30/1/20
PROMONTORIA (OAK) LTD v EMANUEL [2020] EWHC 104 (Ch)
A trial judge had been entitled to find on the evidence before him that a copy deed of assignment which had been heavily redacted had been properly executed. Considers the best evidence rule [40]. The judge had been wrong not to require production of an unredacted copy of the deed of assignment because there were inconsistencies in the evidence as to the identity of the assignee. Also considers principles to be applied in redacting documents on grounds of confidentiality [58]. The judge had wrongly concluded that the redacted passages were irrelevant and had overlooked the relevance of an underlying sale and purchase agreement which had not been disclosed. The judge should have ordered immediate production of the relevant documents.
27/1/20
MORLEY v THE ROYAL BANK OF SCOTLAND PLC [2020] EWHC 88 (Ch)

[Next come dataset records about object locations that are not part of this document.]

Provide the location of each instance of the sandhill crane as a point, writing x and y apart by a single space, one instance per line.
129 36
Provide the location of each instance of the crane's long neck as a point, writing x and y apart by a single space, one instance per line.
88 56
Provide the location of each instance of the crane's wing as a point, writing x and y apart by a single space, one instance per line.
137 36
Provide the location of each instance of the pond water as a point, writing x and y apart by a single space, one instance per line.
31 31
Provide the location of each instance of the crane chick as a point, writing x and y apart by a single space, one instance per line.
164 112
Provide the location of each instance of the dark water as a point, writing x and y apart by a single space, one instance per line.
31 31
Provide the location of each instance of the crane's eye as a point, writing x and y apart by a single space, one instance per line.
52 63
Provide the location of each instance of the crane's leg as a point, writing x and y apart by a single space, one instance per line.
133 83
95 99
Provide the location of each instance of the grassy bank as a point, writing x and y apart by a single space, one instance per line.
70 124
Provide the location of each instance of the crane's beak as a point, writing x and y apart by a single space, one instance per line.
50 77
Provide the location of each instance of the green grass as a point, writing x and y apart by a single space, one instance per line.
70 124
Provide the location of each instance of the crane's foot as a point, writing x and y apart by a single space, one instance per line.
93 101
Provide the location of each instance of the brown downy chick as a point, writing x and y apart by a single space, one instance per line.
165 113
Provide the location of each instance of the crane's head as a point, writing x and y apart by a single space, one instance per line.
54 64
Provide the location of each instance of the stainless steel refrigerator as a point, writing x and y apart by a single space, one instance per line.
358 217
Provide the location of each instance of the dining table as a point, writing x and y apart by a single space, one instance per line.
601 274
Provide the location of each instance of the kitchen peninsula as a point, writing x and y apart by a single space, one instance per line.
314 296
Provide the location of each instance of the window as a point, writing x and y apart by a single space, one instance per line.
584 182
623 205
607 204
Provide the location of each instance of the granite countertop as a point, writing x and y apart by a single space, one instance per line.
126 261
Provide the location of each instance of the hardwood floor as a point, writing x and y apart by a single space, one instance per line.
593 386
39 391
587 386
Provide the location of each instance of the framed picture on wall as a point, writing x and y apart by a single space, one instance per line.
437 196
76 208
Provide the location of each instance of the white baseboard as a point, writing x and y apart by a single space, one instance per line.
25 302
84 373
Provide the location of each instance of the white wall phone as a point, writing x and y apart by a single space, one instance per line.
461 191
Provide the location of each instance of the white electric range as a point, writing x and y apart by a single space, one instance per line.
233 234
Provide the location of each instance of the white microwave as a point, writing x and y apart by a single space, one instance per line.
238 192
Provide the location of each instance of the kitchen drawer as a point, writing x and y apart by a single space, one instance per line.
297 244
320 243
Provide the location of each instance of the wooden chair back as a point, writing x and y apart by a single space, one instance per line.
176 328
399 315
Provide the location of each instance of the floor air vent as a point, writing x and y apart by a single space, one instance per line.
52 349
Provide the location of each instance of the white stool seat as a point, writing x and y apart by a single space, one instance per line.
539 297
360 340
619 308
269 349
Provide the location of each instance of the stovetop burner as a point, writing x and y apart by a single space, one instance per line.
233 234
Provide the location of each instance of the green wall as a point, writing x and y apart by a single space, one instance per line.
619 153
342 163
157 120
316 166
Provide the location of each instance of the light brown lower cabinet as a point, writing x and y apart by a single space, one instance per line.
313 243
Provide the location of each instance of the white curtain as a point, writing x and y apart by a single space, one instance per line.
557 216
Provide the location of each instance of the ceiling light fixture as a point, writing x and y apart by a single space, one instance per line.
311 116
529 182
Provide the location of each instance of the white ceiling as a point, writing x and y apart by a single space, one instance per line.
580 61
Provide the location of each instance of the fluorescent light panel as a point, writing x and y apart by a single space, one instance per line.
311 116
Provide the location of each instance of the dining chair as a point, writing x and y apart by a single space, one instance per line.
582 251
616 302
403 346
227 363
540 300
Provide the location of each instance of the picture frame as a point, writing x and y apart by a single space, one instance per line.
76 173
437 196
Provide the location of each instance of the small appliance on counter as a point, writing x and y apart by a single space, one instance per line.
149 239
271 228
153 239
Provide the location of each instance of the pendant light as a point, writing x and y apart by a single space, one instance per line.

A bank has a duty of reasonable care in providing lending services. Compliance with regulatory standards is relevant to whether the duty is breached, but compliance with the bank’s internal policies may not be [156-7]. An ordinary loan facility is not a relational contract [159]. In demanding repayment a bank exercises a right, not a discretionary power. Powers to require security to be re-valued and to charge default interest were discretionary but had not been exercised for improper purposes or maliciously [160]. A threat to appoint receivers to sell the security to a subsidiary of the bank might have been an unlawful threat defectively to perform the bank’s duties as mortgagee. But the threat was not “unequivocally unlawful” because the court might not have restrained the sale had an injunction been sought at the time. Claims of economic duress and intimidation therefore failed. In any event, the agreements entered into had been affirmed by the claimant.
21/1/20
RAIFFEISEN BANK INTERNATIONAL AG v ASIA COAL ENERGY VENTURES LTD [2020] EWCA Civ 11
Instructions by a client to its solicitors were privileged and privilege had not been waived by a confirmation which the solicitors had been authorised by the client to give to the applicant bank, that they had been put in funds and had received irrevocable instructions to transfer the funds into an escrow account or to hold the funds pending agreement between the parties.
21/1/20
RE SYSTEMS BUILDING SERVICES GROUP LTD; HUNT v MICHIE [2020] EWHC 54 (Ch)
Contains a useful summary of directors’ duties [31]. The duties survive a company’s administration or voluntary liquidation [60]. A director had acted in breach of duty by purchasing a property from the company off-market knowing it was being sold at a substantial undervalue for his own personal benefit [117]. The director had acted unreasonably so relief was not available under s 1157 Companies Act 2006. The property was therefore held on constructive trust for the company, but an allowance was to be made for the benefit of improvements to the property made by the director. The director had also acted in breach of duty by causing certain payments to a third party after the company went into administration [163] and was liable to account for certain payments made to himself.
17/1/20
ZEDRA TRUST COMPANY (JERSEY) LTD v THE HUT GROUP LTD [2020] EWHC 5 (Ch)
The court refused to strike out an unfair prejudice petition as an abuse of process and rejected a claim that the petition was in reality a derivative claim.
17/1/20
BIOCONSTRUCT GMBH v WINSPEAR [2020] EWHC 7 (QB)
Considers weight to be given to a statement of a witness who does not attend trial [67]. Considers requirements for due execution of a deed [123]. On the facts a deed of guarantee had not been validly executed. Considers whether a defendant can be estopped by convention from denying the validity of a deed [149] and holds that as a matter of law neither of the defendants could be estopped from denying the validity of the deed.
14/1/20
LONDON CAPITAL AND FINANCE PLC (IN ADMINISTRATION) v LONDON OIL & GAS LTD (IN ADMINISTRATION) [2020] EWHC 35 (Ch)
Where the validity of administrators’ appointment was challenged, the court made an order terminating the existing appointments and appointing the same administrators afresh. An application for the new appointment to be retrospective was adjourned generally with liberty to restore if it became necessary to seek retrospective validation.